Malaria is one of the most widespread and ancient infectious diseases of humanity. In particular, Dihydroorotate dehydrogenase (DHODH) acts as a target for the development of new antimalarials. In addition, DHODH catalyzes the oxidation of dihydroorotate (DHO) to produce orotate, a key step in pyrimidine biosynthesis.
DHODH links mitochondrial bioenergetics, cell proliferation, ROS production, and apoptosis in certain cell types. In addition, DHODH inhibitors have great potential for use in prophylaxis. DSM705 shows good potency. DSM705 shows modest inhibition of CYP2C19 (IC50=6.3). DHODH is an essential enzyme that catalyzes the rate-limiting step of pyrimidine biosynthesis. Researchers demonstrated that resistance to DHODH inhibitors can be acquired through point mutations in the inhibitor-binding pocket or copy number variations (CNVs) at the dhodh locus. As a result, They chose the triazolopyrimidine inhibitor of DHODH, DSM705, for drug resistance studies in vitro and in vivo.
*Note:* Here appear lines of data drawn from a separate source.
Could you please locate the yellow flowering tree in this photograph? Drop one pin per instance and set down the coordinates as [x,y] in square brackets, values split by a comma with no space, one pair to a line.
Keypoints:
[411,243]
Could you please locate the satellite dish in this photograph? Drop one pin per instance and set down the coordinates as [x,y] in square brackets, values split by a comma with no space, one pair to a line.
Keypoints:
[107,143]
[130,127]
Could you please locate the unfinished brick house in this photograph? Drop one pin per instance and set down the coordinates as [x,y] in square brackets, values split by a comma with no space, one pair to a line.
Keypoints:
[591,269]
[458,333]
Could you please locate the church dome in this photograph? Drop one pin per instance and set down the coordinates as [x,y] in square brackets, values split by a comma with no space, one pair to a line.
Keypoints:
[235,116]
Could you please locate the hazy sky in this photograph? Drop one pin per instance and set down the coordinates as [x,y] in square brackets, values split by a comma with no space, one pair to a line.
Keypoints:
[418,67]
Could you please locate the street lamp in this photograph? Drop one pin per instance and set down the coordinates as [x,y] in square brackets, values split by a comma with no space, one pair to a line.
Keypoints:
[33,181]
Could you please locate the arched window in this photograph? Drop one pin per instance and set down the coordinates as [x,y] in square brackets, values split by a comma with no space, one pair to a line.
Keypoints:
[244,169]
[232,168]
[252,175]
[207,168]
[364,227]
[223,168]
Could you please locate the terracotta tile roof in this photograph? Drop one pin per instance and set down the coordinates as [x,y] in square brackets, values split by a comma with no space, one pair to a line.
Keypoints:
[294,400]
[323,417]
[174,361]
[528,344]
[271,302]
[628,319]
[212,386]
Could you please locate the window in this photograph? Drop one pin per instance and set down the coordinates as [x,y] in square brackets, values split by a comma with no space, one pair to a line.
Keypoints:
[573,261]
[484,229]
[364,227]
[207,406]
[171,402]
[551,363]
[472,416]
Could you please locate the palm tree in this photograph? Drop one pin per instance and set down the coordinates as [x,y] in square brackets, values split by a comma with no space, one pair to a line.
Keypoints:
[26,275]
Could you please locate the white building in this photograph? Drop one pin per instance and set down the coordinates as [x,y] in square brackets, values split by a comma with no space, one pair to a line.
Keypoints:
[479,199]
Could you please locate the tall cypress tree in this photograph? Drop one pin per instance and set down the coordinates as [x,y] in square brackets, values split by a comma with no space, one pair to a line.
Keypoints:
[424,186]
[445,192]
DHODH is a flavin-dependent mitochondrial enzyme catalyzing the fourth step in the de novo pyrimidine synthesis pathway. DSM705 shows inhibitory activity against P. falciparum DHODH (PfDHODH), P. vivax DHODH (PvDHODH) and Pf3D7 cells. Moreover, DSM705 provides the maximum rate of parasite killing and fully suppresses parasitemia. Besides, DSM705 exhibits high oral bioavailability in Swiss outbred mice. DHODH is originally a target for the treatment of the non-neoplastic diseases involving rheumatoid arthritis and multiple sclerosis and is re-emerging as a validated therapeutic target for cancer therapy. Furthermore, DHODH also acts as a potential target in preclinical and clinical cancer therapies.
In summary, DSM705 is a potential dehydrogenase inhibitor with potent antimalarial activity.
Michael J Palmer, et al. Potent Antimalarials with Development Potential Identified by Structure-Guided Computational Optimization of a Pyrrole-Based Dihydroorotate Dehydrogenase Inhibitor Series. J Med Chem. 2021 May 13;64(9):6085-6136.